In the nonvaccinated group, coccidiosis lesions due to E. acervulina were observed in the control, BAC-, CIN-, CIT-, and CIN + CIT-treated birds with an incidence being 37.5%, 6.3%, 6.3%, 18.8%, and 56.3%, respectively. Birds with a lesion core of 3 (numerous coalescent lesions in the duodenum) were found only in the control.
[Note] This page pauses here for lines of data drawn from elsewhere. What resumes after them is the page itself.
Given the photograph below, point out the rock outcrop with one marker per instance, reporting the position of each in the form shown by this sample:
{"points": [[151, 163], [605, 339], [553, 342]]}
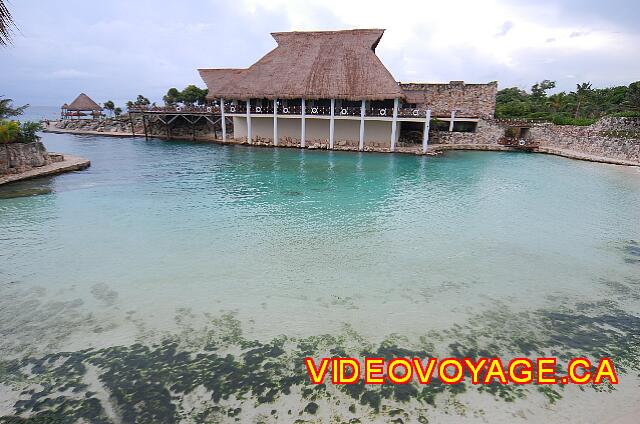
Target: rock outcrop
{"points": [[20, 157]]}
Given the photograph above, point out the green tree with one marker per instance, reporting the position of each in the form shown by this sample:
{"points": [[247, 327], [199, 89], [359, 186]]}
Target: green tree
{"points": [[192, 95], [539, 89], [6, 24], [141, 101], [29, 132], [632, 98], [582, 91], [172, 97], [9, 131], [7, 110], [109, 106]]}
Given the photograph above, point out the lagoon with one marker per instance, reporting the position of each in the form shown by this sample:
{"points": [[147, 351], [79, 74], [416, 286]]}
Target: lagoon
{"points": [[177, 240]]}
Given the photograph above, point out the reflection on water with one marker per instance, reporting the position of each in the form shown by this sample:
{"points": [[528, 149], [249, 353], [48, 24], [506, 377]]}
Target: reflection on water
{"points": [[177, 250], [24, 189]]}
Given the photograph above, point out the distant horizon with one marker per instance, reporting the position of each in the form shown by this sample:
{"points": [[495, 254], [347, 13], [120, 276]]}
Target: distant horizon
{"points": [[118, 50]]}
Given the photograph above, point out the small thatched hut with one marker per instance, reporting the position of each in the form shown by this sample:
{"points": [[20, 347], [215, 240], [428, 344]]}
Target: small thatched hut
{"points": [[83, 105]]}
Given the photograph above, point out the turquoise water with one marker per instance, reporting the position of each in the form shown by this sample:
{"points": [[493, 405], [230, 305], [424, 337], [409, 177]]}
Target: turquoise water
{"points": [[163, 238]]}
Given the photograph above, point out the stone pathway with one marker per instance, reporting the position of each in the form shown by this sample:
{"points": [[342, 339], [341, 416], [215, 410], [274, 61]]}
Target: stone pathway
{"points": [[70, 163]]}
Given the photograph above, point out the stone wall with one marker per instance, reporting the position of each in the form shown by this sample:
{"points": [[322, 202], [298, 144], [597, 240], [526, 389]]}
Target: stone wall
{"points": [[20, 157], [466, 99], [487, 132], [600, 139]]}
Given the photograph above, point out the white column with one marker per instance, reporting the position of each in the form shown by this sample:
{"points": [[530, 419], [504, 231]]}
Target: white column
{"points": [[222, 119], [331, 123], [249, 135], [362, 109], [303, 129], [394, 125], [425, 136], [275, 122]]}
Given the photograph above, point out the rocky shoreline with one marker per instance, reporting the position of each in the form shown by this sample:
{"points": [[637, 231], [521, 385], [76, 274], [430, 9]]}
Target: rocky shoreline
{"points": [[611, 140], [22, 161]]}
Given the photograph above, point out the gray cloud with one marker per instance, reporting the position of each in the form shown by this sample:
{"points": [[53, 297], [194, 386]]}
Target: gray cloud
{"points": [[504, 29], [118, 49]]}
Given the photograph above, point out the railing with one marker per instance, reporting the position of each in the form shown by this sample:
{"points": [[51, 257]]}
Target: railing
{"points": [[176, 109], [326, 111], [231, 108]]}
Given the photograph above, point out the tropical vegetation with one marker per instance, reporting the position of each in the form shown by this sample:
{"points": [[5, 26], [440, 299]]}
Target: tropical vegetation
{"points": [[6, 24], [14, 131], [583, 106], [189, 96]]}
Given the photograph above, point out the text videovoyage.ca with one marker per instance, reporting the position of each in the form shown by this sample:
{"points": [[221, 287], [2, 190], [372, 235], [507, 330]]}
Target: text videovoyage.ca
{"points": [[545, 370]]}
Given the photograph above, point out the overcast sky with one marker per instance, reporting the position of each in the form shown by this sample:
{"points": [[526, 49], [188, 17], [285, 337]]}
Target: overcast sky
{"points": [[120, 48]]}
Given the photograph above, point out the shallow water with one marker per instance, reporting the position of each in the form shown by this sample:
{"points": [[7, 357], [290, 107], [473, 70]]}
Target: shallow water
{"points": [[159, 239]]}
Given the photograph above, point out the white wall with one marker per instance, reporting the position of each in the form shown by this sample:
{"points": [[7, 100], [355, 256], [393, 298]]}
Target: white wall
{"points": [[316, 129]]}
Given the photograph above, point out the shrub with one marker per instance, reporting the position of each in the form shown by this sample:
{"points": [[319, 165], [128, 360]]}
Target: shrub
{"points": [[563, 120], [29, 132], [9, 131], [14, 132], [627, 114]]}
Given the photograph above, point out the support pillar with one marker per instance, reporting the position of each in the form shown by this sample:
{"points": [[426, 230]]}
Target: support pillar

Data suggested that encapsulated CIN at 100 ppm in feed could provide the results similar to BAC at 55 ppm in controlling coccidiosis due to E. acervulina in nonvaccinated broiler chicken.

In vaccinated birds, E. acervulina was the most prevalent Eimeria ssp examined (regardless of treatments) with more than 80% of birds in each treatment group showing intestinal lesions due to this parasite. However, the average lesion scores due to E. acervulina were 1.3, 1.2, 1.0, 1.6, and 1.3 for the control, BAC-, CIN-, CIT- and CIN + CIT-treated groups, respectively. Low incidence and minor coccidiosis lesion scores by E. maxima (6.3 to 18.8% of birds with average lesion scores of 0.2 to 0.1) and E. tenella (6.3 to 12.5% of birds with average lesion scores of 0.1) were observed. No lesions due to E. maxima were found in CIN + CIT-treated birds and no lesions due to E. tenella were observed in each of CIN- and CIT-treated birds.
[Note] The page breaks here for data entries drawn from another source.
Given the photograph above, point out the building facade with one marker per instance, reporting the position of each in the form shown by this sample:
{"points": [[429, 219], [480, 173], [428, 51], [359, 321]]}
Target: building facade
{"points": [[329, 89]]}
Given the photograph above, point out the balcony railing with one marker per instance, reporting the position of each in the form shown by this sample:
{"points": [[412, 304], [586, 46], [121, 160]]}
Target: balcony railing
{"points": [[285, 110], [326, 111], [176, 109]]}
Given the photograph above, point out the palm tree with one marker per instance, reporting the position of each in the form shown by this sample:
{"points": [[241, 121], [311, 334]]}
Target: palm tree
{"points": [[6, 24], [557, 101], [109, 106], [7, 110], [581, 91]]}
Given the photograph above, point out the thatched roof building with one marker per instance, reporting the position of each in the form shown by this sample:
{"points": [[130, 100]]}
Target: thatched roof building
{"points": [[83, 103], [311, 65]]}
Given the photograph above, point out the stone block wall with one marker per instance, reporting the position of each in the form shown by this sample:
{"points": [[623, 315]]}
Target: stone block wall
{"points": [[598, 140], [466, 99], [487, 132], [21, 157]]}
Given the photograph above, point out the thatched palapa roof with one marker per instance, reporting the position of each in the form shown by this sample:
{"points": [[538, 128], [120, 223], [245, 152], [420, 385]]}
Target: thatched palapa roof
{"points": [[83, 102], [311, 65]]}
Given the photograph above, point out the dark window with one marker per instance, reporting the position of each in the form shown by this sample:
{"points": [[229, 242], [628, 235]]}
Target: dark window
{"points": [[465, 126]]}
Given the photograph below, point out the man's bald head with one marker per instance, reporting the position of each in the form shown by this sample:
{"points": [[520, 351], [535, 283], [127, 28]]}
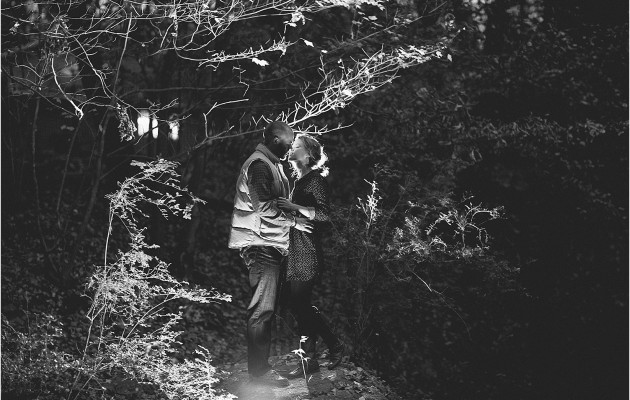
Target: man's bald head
{"points": [[278, 137]]}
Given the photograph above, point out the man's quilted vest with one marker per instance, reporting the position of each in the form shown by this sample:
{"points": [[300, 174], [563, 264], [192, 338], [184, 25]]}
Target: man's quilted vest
{"points": [[248, 229]]}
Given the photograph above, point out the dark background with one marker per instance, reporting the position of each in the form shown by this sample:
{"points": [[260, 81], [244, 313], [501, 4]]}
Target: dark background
{"points": [[532, 117]]}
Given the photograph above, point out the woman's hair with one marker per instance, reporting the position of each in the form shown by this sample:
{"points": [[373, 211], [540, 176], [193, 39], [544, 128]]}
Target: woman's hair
{"points": [[315, 150]]}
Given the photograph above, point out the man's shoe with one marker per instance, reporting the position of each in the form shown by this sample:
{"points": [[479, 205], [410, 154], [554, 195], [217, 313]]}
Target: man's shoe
{"points": [[303, 370], [269, 378], [335, 355]]}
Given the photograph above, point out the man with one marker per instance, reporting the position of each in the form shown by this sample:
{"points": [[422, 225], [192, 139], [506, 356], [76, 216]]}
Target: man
{"points": [[260, 230]]}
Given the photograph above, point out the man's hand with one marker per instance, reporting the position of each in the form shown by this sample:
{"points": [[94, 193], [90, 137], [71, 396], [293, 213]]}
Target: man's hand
{"points": [[286, 205], [303, 224]]}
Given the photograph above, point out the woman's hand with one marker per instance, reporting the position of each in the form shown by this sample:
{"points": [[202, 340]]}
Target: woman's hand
{"points": [[286, 205]]}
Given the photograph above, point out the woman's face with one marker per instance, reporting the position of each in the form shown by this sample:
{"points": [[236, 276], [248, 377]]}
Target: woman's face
{"points": [[298, 152]]}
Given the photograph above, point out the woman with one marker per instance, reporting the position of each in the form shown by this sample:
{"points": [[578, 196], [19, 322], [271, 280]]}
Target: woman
{"points": [[310, 199]]}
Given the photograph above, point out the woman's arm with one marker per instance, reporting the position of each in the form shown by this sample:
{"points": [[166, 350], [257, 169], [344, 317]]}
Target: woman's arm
{"points": [[321, 192]]}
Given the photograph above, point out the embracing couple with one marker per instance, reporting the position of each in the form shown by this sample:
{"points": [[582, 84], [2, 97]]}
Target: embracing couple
{"points": [[278, 233]]}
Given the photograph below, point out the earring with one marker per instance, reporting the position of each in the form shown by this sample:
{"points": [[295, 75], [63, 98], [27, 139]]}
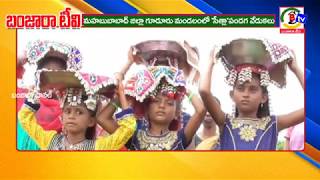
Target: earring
{"points": [[234, 110]]}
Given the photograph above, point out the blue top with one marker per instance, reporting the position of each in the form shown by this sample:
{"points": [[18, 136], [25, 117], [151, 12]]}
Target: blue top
{"points": [[172, 140], [249, 134]]}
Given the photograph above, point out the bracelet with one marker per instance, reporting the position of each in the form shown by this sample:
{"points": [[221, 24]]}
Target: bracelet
{"points": [[190, 96]]}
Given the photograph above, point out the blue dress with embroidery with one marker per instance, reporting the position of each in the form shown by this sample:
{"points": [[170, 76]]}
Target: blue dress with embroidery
{"points": [[249, 134], [172, 140]]}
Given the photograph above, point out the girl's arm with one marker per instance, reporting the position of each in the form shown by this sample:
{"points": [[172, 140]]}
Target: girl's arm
{"points": [[105, 117], [132, 57], [127, 126], [196, 119], [27, 118], [298, 116], [208, 99]]}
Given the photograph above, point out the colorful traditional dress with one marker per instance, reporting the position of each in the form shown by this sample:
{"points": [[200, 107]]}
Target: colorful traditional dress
{"points": [[51, 140], [249, 134], [143, 140]]}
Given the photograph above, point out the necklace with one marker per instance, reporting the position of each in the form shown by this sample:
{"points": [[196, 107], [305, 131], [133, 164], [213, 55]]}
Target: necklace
{"points": [[76, 146]]}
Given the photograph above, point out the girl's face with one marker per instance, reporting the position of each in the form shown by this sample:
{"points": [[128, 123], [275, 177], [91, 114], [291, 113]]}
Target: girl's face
{"points": [[248, 96], [162, 109], [76, 119], [53, 64]]}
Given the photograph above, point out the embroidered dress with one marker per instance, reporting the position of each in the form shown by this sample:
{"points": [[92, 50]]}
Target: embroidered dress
{"points": [[249, 134], [51, 140], [172, 140]]}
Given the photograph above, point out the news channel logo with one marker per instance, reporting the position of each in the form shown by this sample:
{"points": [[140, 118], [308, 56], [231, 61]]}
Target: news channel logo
{"points": [[292, 18]]}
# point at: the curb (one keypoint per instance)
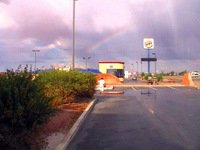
(72, 132)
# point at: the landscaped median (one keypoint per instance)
(31, 105)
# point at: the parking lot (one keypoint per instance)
(143, 119)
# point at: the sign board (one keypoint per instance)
(148, 59)
(148, 43)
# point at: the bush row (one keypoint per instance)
(27, 100)
(64, 87)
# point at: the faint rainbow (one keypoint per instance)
(107, 38)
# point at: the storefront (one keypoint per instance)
(115, 68)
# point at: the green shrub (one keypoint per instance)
(65, 86)
(23, 106)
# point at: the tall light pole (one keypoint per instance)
(86, 60)
(35, 51)
(155, 62)
(73, 53)
(137, 66)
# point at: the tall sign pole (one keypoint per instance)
(148, 44)
(74, 38)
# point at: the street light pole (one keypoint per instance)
(86, 60)
(35, 51)
(155, 62)
(73, 53)
(137, 66)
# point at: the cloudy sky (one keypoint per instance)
(106, 30)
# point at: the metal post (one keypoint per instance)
(155, 61)
(86, 61)
(35, 51)
(137, 66)
(73, 53)
(148, 61)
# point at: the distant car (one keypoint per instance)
(195, 74)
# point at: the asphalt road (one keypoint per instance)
(143, 119)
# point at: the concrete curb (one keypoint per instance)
(76, 126)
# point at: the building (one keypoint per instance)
(115, 68)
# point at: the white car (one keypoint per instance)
(195, 73)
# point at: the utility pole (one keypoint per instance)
(86, 61)
(35, 51)
(73, 53)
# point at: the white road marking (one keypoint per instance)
(153, 88)
(172, 87)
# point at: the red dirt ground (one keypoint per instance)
(61, 122)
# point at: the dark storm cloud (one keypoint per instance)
(5, 1)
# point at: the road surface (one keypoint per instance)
(143, 119)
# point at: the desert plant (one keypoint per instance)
(65, 86)
(23, 106)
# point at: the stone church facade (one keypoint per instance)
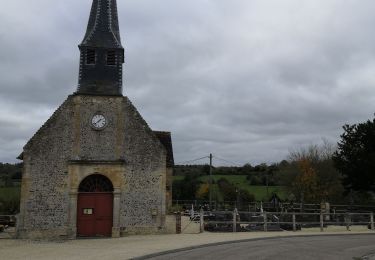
(95, 168)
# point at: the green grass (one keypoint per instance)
(260, 192)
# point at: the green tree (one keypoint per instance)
(311, 176)
(355, 156)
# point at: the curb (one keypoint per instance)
(240, 241)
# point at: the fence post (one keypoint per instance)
(265, 220)
(201, 221)
(235, 220)
(178, 223)
(347, 221)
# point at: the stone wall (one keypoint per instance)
(50, 184)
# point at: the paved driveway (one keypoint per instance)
(318, 247)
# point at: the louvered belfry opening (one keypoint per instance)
(90, 57)
(102, 54)
(111, 58)
(96, 183)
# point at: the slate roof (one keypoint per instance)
(166, 140)
(103, 27)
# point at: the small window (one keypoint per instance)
(111, 58)
(90, 56)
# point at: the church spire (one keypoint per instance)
(102, 54)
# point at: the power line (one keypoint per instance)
(221, 159)
(194, 160)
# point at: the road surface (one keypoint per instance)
(317, 247)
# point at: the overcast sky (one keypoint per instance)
(247, 80)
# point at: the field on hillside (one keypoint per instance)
(260, 192)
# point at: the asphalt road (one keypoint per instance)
(316, 247)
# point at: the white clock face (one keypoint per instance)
(98, 121)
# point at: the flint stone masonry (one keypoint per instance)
(66, 149)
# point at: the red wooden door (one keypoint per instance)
(95, 214)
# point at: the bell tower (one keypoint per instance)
(102, 55)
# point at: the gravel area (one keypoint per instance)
(127, 247)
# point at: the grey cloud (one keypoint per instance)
(245, 80)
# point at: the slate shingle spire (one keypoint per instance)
(102, 54)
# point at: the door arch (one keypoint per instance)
(95, 207)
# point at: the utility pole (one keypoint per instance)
(210, 181)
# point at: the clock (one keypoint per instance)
(98, 122)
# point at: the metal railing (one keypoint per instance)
(239, 221)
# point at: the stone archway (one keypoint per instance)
(95, 207)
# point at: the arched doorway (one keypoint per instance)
(95, 207)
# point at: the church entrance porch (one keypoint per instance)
(95, 207)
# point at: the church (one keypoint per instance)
(95, 168)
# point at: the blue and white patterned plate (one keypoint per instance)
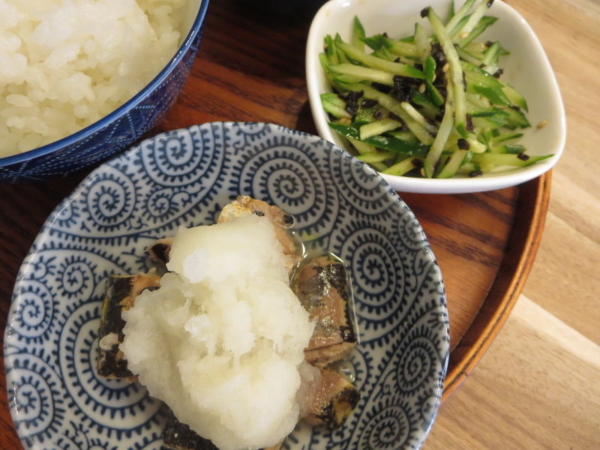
(185, 177)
Necrotic enteritis: Significant effects of the tested EOs were observed on reducing NE incidence and severity, which were comparable to the effects of bacitracin (Figure 2C).
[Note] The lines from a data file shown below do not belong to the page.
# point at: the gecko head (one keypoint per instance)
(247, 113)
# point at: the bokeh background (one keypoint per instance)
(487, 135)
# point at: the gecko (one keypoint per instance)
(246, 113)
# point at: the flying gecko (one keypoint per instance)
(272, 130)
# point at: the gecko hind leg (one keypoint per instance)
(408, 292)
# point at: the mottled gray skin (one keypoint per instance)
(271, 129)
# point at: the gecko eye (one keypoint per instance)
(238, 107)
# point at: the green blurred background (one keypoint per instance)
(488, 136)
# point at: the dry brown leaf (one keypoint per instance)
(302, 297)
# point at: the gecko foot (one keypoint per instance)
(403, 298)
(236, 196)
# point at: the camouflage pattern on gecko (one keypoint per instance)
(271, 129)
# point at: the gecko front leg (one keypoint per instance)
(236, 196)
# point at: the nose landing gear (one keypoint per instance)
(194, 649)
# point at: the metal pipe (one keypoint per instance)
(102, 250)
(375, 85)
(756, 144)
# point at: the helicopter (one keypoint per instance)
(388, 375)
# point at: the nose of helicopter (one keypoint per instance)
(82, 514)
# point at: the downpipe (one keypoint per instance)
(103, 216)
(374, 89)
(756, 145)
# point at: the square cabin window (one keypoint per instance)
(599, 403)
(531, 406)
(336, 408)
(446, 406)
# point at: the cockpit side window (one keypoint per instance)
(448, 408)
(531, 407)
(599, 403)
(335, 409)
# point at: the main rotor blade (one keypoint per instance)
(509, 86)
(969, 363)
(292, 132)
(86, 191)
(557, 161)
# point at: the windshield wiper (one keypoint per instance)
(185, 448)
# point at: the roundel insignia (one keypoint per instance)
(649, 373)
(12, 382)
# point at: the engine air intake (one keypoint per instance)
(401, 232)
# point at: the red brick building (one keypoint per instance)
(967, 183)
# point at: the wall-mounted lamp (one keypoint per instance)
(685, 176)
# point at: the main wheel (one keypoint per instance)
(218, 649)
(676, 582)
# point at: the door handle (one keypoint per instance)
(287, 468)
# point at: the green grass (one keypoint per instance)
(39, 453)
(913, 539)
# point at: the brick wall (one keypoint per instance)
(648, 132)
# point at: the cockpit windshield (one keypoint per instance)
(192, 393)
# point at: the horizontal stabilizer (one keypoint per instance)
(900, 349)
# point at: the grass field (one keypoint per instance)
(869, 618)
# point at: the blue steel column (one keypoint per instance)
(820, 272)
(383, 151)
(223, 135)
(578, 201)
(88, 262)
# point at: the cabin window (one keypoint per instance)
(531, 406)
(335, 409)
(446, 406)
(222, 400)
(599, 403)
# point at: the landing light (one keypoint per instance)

The nonvaccinated control birds showed a 19% incidence of NE with an average lesion score being 0.2 of severity (the maximum severity was 3 found mainly in the control and CIT-fed birds). In general, the CIT-treated birds showed a similar level of NE incidence and severity as the control birds, while birds treated with CIN showed 0% NE incidence and severity. An incidence of 6.3% and an average severity lesion score of 0.1 of NE were observed in the bacitracin-treated group. The CIN + CIT-treated birds resulted in a similar level NE incidence and severity as the BAC-treated group.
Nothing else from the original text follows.